O que é a conversão? Ela está presente em toda a Bíblia, e de maneira particular na pregação dos profetas, que convidam continuamente o povo a «regressar para o Senhor», pedindo-lhe perdão e mudando o estilo de vida. Converter-se, segundo os profetas, significa mudar de rumo e voltar de novo para o Senhor, baseando-se na certeza de que Ele nos ama e o seu amor é sempre fiel. Regressar para o Senhor!

 

Jesus fez da conversão a primeira palavra da sua pregação: «Convertei-vos e crede no Evangelho» (Mc 1, 15). É com este anúncio que Ele se apresenta ao povo, pedindo-lhe que acolha a sua palavra como a última e definitiva que o Pai dirige à humanidade (cf. Mc 12, 1-11). Em relação à pregação dos profetas, Jesus insiste ainda mais sobre a dimensão interior da conversão. Com efeito, nela está comprometida toda a pessoa, coração e mente, para se tornar uma criatura nova, uma nova pessoa. Muda o coração e a pessoa renova-se.

 

Quando Jesus convida à conversão não se arvora em juiz das pessoas, mas fá-lo a partir da proximidade, da partilha da condição humana e, por conseguinte, do caminho, da casa, da mesa... A misericórdia por aqueles que tinham necessidade de mudar de vida ocorria com a sua presença amável, para incluir cada um na sua história de salvação. Jesus persuadia as pessoas com a amabilidade, com o amor e, com este seu comportamento, Ele tocava profundamente o coração das pessoas, e elas sentiam-se atraídas pelo amor de Deus e impelidas a mudar de vida. Por exemplo, as conversões de Mateus (cf. Mt 9, 9-13) e de Zaqueu (cf. Lc 19, 1-10) tiveram lugar precisamente deste modo, porque sentiram que eram amados por Jesus e, através dele, pelo Pai. A verdadeira conversão ocorre quando acolhemos o dom da graça; e um sinal claro da sua autenticidade é que sentimos as necessidades dos irmãos e estamos prontos a ir ao seu encontro.

 

Caros irmãos e irmãs, quantas vezes também nós sentimos a exigência de uma mudança que transforme toda a nossa pessoa!
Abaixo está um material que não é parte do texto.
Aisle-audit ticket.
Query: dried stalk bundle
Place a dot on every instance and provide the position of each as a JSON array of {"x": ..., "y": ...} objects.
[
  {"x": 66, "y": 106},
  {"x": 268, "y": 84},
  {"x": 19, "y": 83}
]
Quantas vezes dizemos: «Devo mudar, não posso continuar assim... A minha vida, por este caminho, não dará fruto, será uma vida inútil, e eu não serei feliz!». Quantas vezes nos vêm este pensamento, quantas vezes!... E Jesus, ao nosso lado, com a mão estendida diz-nos: «Vem, vem comigo. Eu faço o trabalho: eu mudarei o teu coração, eu mudarei a tua vida, eu far-te-ei feliz!». E nós, acreditamos nisto ou não? Acreditamos ou não? O que pensais vós: acreditais nisto ou não? Menos aplausos e mais voz: acreditais ou não? [o povo: «Sim!»]. É assim! Jesus, que está ao nosso lado, convida-nos a mudar de vida. É Ele, com o Espírito Santo, que semeia em nós esta inquietação para mudarmos de vida e sermos um pouco melhores. Portanto, sigamos este convite do Senhor, e não ponhamos resistências, porque somente se nos abrirmos à sua misericórdia encontraremos a verdadeira vida e a verdadeira alegria. Nós só temos de lhe abrir a porta de par em par, e Ele fará tudo o mais. Ele faz tudo, mas a nós compete-nos abrir de par em par o coração, para que Ele possa curar-nos e fazer-nos andar para a frente. Asseguro-vos que seremos mais felizes. Obrigado!

 

 

 

 

 



* Discurso na audiência jubilar na Praça de São Pedro, no sábado 18 de Junho de 2016.